The missing index feature, while tuning or checking estimated and actual plans, is very helpful.  Something that is key in that sentence is the word, helpful.  Don’t run out and simply create all of them.  Make sure it is a viable solution that does not implement the three major faults in index strategies: duplicates, overlapping and misalignment.

In SQL Server 2008 and previous versions, the missing index suggestions had a little feature (read as bug) that would suggest an identical index to what was already on the table.  In fact, in some cases, it would use the index that was a duplicate and still suggest to create it.  You can see a great article on this from Paul Randal, “Missing index DMV bug that could cost your sanity…“.

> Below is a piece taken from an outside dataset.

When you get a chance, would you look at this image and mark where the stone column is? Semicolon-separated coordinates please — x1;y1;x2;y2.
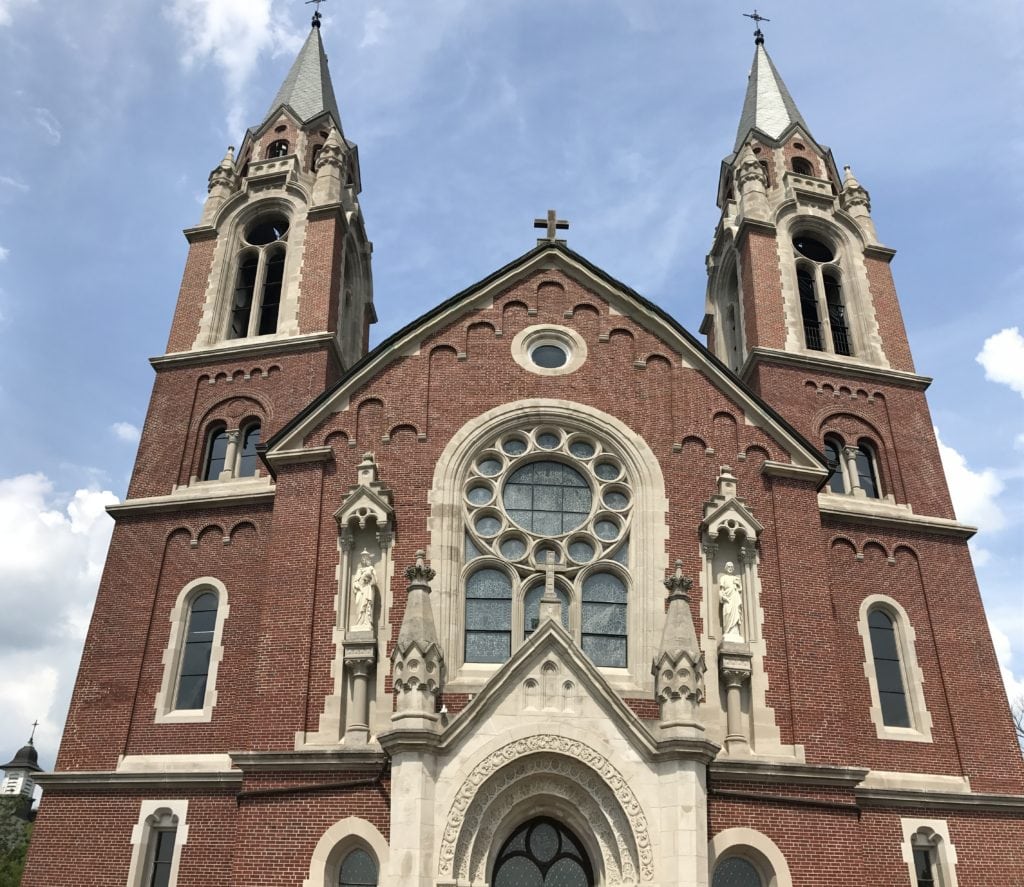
217;428;242;480
719;643;753;755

With SQL Server 2012, this was thought to be resolved but we still can end up with the same situation.

For example, the table the example below is based on is a 290 million row table, partitioned by date.  The date value is a range from the first day in a month, to the last.  There is also a record ID for other purposes that is set with IDENTITY(1,1).  When querying by this record ID, the plan suggests creating an index that is identical to the one being used in the plan. Partitioning, the query and the table structure is not what we will talk about today.  What we will talk about is the reaction SQL Server 2012 took and suggested to make this query more effective.  Remember – suggestions are, suggestions.


select max(recordid) from myTable where recordid > 1



The missing index details

CREATE NONCLUSTERED INDEX [<Name of Missing Index, sysname,>]
ON [dbo].[myTable] ([recordid])


The index, IDX_RECORDID_ASC definition

	[recordid] ASC


As we can see, the two indexes are duplicated.  If you were to create this suggested index, you would have a major performance impact due to the size of this table.


We do not always see performance issues from duplicated indexes from blindly creating indexes suggested by SQL Server.  This is typically due to the fact that tables may not be large enough at the time to really see how the impact can degrade performance.  When indexing, you always want to think, at a minimum, 20 times larger than what the table is and how it may impact how the table is used.  If you have that mindset, even if it does not always apply to table like metadata tables, you’ll implement better indexing and better management solutions.